The proposed system evaluated on several ex-vivo datasets outperforms classification of the state-of-the-art handcrafted features, achieving 83% precision at 76% recall rate. This shows the capability of ConvNets in modeling more semantically meaningful information in addition to simple shape features, which substantially improves needle detection in complex and noisy 3D US data.
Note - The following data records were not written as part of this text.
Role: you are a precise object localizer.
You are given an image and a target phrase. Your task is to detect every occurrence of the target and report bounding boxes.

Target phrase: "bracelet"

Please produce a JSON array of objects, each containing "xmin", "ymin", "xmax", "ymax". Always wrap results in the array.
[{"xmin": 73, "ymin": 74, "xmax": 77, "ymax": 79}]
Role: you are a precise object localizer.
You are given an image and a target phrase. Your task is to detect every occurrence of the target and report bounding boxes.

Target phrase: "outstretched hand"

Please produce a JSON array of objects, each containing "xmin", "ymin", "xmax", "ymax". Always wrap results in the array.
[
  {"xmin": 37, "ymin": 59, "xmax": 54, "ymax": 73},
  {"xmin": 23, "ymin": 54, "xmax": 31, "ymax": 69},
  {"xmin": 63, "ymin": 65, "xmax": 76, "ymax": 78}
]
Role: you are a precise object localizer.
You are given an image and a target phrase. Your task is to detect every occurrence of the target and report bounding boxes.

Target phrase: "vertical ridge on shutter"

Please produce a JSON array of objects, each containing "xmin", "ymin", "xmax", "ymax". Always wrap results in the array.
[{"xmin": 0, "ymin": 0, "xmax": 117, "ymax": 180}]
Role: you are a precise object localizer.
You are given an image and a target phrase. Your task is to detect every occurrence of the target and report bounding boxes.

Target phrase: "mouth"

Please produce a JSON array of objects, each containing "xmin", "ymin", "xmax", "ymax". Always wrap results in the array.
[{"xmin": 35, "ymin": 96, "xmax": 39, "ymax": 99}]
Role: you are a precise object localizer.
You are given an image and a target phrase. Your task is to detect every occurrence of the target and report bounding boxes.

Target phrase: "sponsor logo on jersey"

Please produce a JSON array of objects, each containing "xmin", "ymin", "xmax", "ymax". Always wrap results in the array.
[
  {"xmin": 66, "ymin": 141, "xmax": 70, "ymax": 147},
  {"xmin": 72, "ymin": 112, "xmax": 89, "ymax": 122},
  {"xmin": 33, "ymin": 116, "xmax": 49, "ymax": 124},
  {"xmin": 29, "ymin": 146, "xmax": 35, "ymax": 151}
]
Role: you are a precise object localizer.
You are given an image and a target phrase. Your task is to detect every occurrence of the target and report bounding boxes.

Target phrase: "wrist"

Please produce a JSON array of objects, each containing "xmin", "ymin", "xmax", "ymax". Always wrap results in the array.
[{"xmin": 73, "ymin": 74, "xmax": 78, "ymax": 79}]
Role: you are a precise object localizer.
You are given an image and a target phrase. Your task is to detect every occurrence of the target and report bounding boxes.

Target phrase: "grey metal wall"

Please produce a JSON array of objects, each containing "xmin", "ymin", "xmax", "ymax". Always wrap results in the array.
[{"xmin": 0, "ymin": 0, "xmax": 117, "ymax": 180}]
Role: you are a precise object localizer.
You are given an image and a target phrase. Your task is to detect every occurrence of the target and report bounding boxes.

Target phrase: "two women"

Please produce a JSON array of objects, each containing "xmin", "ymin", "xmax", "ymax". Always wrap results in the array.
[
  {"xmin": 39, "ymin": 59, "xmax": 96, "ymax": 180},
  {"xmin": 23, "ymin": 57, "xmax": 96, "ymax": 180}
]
Quantitative analysis of localization error with respect to the needle length shows that the tip error is less than 0.5 mm for needles of only 5 mm long. Therefore, the system is able to accurately detect short needles, enabling the physician to correct inaccurate insertions at early stages. Furthermore, the needle is visualized intuitively by its in-plane view while ensuring that the tip is always visible, which eliminates the need for advanced manual coordination of the transducer.

Future work will evaluate the proposed method in more challenging in-vivo datasets with different transducers and acquisition frequencies. Moreover, further analysis is required to limit the complexity of ConvNets with respect to its performance for embedding this technology as a real-time application.